Vi Hernâni voltar-se e olhar-me, abrir um sorriso e cumprimentar-me.

- Quem? o Carlos que eu cumprimentei agora? – e perante a aquiescência do amigo, completou – mas o Carlos é um pobre homem que não faz mal a ninguém. Tomara ele que ninguém lhe tivesse feito mal. Calcula que o homem até envelheceu imenso e não é para menos! Está desempregado. Foi trabalhador no Montepio durante anos até que um cliente, sem escrúpulos, lhe conseguiu extorquir uma avultada quantia em dinheiro, não lhe pagou e o pobre do Carlos viu-se impossibilitado de repor o dinheiro. Teve um processo e foi despedido. E teve muita sorte em não lhe terem movido um processo externo que envolvia polícia e tudo. O homem ia enlouquecendo. Anda há dois anos à procura do gajo que o lixou e diz que quando o encontrar se há-de vingar dele. Um pobre diabo que teve muito azar!

Vi Alexandre empalidecer. Pigarreou, ajeitou o colarinho e o casaco. Fez um esgar que, por breves instantes, lhe distorceu a cara e numa voz meia atabalhoada perguntou:

- Disseste que ias à Rua da Horta Seca, não foi? – e perante o sinal afirmativo do amigo continuou. – Então espera que eu vou contigo. Aproveito e passo no meu solicitador. É que ando cansado e com vontade de fazer uma viagenzinha até à Côte d’Azur, está a chegar a saison; tenho de tratar de tudo mas antes vou ver com ele do que preciso para partir e da melhor forma de ter lá o dinheiro disponível, não gosto de andar com muito dinheiro. Vou contigo.

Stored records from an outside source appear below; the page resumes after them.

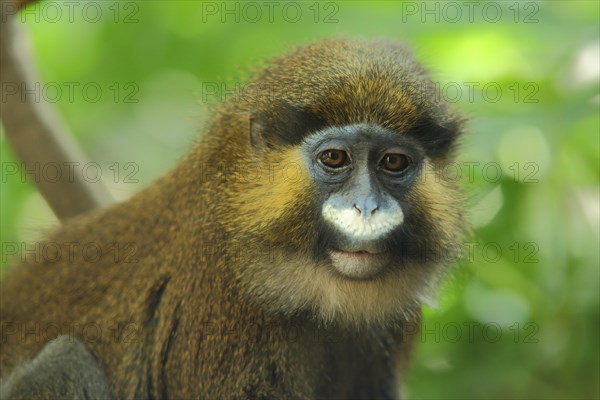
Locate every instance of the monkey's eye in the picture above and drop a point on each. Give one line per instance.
(395, 162)
(334, 158)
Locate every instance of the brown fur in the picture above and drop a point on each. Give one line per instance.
(221, 299)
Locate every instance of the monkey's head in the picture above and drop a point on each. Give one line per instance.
(335, 203)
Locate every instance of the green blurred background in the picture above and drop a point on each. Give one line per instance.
(519, 317)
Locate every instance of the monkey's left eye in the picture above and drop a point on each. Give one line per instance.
(395, 162)
(334, 158)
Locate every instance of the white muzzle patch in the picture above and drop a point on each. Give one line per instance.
(350, 222)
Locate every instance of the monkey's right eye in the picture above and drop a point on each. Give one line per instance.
(334, 158)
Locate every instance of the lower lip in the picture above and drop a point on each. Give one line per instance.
(358, 264)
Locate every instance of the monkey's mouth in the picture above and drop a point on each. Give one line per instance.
(359, 264)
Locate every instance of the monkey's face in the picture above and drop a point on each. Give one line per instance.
(363, 175)
(352, 215)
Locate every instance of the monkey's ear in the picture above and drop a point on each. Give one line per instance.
(283, 124)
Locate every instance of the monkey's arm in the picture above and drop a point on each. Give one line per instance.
(64, 369)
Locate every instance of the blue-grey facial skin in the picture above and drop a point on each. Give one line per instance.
(361, 204)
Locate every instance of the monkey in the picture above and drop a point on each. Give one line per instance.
(286, 256)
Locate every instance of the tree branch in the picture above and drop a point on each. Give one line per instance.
(35, 131)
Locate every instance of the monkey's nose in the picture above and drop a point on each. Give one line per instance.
(367, 207)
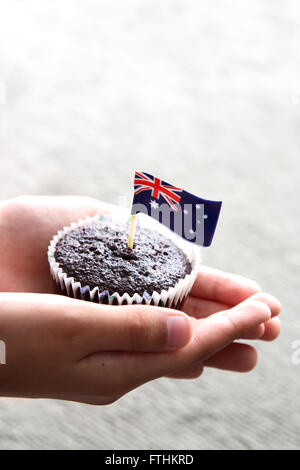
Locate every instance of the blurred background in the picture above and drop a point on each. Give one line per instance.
(205, 95)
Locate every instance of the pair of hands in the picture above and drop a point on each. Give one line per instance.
(58, 347)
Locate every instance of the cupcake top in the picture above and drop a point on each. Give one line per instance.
(97, 255)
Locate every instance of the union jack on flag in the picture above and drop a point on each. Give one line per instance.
(144, 182)
(191, 217)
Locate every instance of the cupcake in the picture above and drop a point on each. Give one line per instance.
(90, 260)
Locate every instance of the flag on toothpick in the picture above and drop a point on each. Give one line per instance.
(191, 217)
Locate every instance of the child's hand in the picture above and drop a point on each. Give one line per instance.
(26, 227)
(68, 349)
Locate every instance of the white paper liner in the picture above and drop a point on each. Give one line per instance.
(173, 297)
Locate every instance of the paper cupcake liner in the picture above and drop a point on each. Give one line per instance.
(172, 297)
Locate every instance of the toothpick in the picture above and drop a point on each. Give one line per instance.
(131, 230)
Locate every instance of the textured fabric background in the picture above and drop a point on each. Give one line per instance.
(206, 95)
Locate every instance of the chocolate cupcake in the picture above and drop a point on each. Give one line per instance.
(90, 260)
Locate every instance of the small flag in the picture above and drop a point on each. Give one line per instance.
(191, 217)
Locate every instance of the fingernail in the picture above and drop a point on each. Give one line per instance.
(178, 331)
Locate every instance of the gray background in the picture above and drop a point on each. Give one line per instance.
(207, 96)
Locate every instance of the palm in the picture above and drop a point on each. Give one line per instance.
(28, 224)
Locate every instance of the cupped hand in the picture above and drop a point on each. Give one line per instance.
(66, 348)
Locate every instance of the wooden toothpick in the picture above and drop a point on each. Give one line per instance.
(131, 230)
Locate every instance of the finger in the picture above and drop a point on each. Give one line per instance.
(132, 328)
(210, 336)
(201, 308)
(272, 329)
(86, 327)
(235, 357)
(270, 300)
(192, 372)
(222, 287)
(255, 333)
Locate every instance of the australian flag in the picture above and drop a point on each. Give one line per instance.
(191, 217)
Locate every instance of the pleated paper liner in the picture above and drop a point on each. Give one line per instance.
(172, 297)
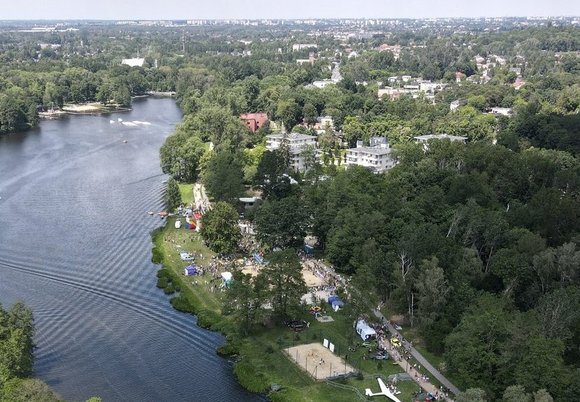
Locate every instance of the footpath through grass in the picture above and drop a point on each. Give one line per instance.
(260, 359)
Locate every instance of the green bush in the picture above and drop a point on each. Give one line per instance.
(230, 348)
(156, 255)
(249, 378)
(182, 303)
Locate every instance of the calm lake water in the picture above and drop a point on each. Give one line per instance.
(75, 247)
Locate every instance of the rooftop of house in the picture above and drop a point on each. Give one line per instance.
(444, 136)
(291, 136)
(372, 150)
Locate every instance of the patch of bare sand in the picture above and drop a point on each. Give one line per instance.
(318, 361)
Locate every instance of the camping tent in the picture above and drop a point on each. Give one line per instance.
(191, 270)
(227, 279)
(365, 331)
(335, 302)
(259, 259)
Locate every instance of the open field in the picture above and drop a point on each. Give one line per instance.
(318, 361)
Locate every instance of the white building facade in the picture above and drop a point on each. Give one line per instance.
(297, 143)
(376, 157)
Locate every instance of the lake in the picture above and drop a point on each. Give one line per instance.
(75, 246)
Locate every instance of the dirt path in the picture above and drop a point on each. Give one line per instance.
(413, 372)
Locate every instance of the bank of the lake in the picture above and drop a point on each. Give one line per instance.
(260, 361)
(76, 247)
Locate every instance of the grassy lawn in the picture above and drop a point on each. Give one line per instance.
(186, 191)
(261, 360)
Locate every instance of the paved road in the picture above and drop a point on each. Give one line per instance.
(415, 353)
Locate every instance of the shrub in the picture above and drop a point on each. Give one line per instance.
(156, 255)
(249, 378)
(182, 303)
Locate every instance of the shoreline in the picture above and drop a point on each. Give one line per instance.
(260, 364)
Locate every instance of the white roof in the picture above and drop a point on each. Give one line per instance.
(440, 137)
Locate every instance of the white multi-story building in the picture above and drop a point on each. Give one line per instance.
(376, 157)
(426, 138)
(296, 144)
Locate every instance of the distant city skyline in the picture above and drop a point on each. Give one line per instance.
(265, 9)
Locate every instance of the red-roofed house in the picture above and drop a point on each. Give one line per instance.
(254, 120)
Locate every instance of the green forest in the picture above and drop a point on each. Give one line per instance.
(476, 243)
(16, 358)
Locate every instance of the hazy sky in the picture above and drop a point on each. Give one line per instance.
(254, 9)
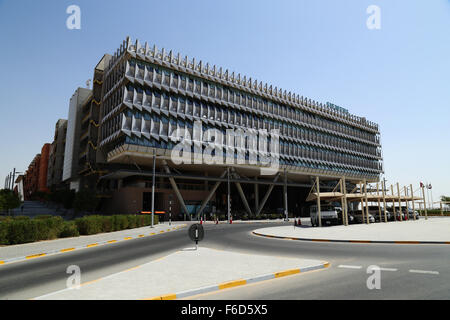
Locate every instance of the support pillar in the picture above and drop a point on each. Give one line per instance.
(424, 203)
(256, 196)
(213, 190)
(379, 204)
(384, 201)
(367, 204)
(399, 202)
(266, 196)
(285, 196)
(344, 191)
(393, 203)
(244, 200)
(412, 198)
(318, 202)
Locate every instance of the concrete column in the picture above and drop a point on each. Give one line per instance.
(424, 203)
(285, 196)
(345, 201)
(384, 201)
(342, 203)
(367, 204)
(228, 195)
(393, 203)
(256, 196)
(412, 198)
(378, 198)
(407, 202)
(318, 202)
(399, 202)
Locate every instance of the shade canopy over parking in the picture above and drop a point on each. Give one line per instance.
(365, 193)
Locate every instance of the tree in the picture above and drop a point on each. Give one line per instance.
(8, 200)
(85, 200)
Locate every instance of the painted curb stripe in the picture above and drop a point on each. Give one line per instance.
(6, 261)
(232, 284)
(240, 282)
(352, 241)
(286, 273)
(35, 256)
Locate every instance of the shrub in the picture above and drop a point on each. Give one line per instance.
(43, 216)
(107, 224)
(69, 229)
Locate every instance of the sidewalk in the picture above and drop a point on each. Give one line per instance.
(20, 252)
(431, 231)
(187, 273)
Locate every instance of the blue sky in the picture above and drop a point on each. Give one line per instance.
(398, 76)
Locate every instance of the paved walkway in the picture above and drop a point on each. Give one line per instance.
(433, 230)
(22, 251)
(186, 273)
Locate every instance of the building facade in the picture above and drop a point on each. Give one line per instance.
(146, 101)
(56, 156)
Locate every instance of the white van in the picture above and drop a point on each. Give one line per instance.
(329, 215)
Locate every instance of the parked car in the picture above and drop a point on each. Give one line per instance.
(403, 213)
(351, 219)
(358, 216)
(375, 211)
(410, 213)
(329, 215)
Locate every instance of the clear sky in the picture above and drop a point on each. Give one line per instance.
(397, 76)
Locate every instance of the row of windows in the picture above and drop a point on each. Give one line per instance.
(160, 125)
(178, 104)
(148, 72)
(308, 163)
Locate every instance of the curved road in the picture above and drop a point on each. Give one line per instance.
(408, 271)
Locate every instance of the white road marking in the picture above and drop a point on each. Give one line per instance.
(388, 269)
(424, 271)
(349, 267)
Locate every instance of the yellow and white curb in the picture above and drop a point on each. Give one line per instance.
(239, 282)
(95, 244)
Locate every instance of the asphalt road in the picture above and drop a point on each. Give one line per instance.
(409, 271)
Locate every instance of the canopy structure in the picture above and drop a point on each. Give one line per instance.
(365, 193)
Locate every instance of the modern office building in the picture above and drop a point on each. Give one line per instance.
(35, 178)
(56, 156)
(146, 103)
(72, 148)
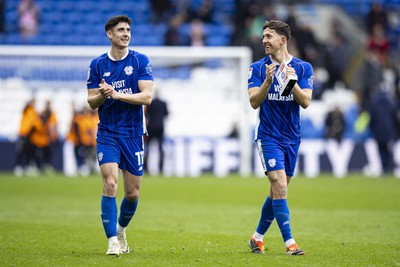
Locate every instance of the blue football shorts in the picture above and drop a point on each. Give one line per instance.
(278, 156)
(127, 152)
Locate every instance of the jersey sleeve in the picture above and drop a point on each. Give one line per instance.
(306, 81)
(145, 68)
(93, 79)
(254, 76)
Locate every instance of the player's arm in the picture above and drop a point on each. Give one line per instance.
(95, 98)
(301, 96)
(144, 97)
(257, 95)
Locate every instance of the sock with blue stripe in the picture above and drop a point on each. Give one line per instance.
(282, 216)
(109, 214)
(267, 217)
(127, 211)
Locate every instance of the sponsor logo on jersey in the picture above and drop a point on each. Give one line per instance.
(249, 73)
(149, 69)
(128, 70)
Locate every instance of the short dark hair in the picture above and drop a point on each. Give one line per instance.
(280, 27)
(113, 21)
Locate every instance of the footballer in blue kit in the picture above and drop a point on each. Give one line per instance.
(120, 83)
(277, 132)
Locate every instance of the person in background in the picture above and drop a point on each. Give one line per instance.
(334, 124)
(383, 125)
(28, 17)
(49, 120)
(278, 129)
(156, 114)
(25, 150)
(120, 83)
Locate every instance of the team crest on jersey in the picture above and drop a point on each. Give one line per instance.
(128, 70)
(149, 69)
(272, 162)
(88, 76)
(249, 73)
(100, 156)
(311, 81)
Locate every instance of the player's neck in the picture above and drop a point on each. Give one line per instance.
(281, 56)
(117, 53)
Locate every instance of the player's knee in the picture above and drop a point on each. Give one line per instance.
(132, 196)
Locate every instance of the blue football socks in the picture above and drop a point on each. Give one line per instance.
(109, 215)
(282, 216)
(127, 211)
(267, 217)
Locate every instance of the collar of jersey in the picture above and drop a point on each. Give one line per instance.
(113, 59)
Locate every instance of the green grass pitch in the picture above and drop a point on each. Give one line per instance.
(206, 221)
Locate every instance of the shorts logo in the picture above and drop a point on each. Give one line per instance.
(249, 73)
(128, 70)
(272, 162)
(149, 69)
(88, 77)
(100, 156)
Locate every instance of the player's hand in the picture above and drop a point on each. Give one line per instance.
(270, 71)
(290, 71)
(105, 89)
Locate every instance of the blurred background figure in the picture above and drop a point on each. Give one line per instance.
(49, 120)
(31, 141)
(28, 17)
(383, 125)
(156, 114)
(2, 15)
(82, 135)
(197, 34)
(334, 124)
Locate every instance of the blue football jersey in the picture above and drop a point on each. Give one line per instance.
(279, 116)
(118, 118)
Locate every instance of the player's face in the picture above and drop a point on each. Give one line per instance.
(120, 35)
(272, 41)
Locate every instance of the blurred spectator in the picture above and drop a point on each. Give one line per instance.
(81, 135)
(25, 149)
(336, 56)
(383, 125)
(376, 15)
(161, 10)
(334, 124)
(28, 17)
(2, 15)
(173, 35)
(378, 42)
(197, 35)
(372, 76)
(31, 142)
(156, 114)
(49, 121)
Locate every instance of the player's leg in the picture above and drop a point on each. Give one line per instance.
(108, 157)
(132, 170)
(279, 184)
(109, 211)
(256, 242)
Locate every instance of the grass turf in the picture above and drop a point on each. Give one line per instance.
(55, 221)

Levantou-se quase deitando abaixo a cadeira e virando-se para o criado disse:

- António, eu amanhã pago a conta, agora estou com pressa e tenho de sair já.

Alexandre deixou passar à sua frente o amigo e em silêncio dirigiram-se para a porta. Passaram ao meu lado. Hernâni baixou-me a cabeça. Alexandre fez que não me viu.

Saí. Vi-os dirigirem-se para o Largo do Camões, deixei-os afastarem-se uns metros e, com a brisa a bater-me na cara, segui-os como se segue um cão de caça.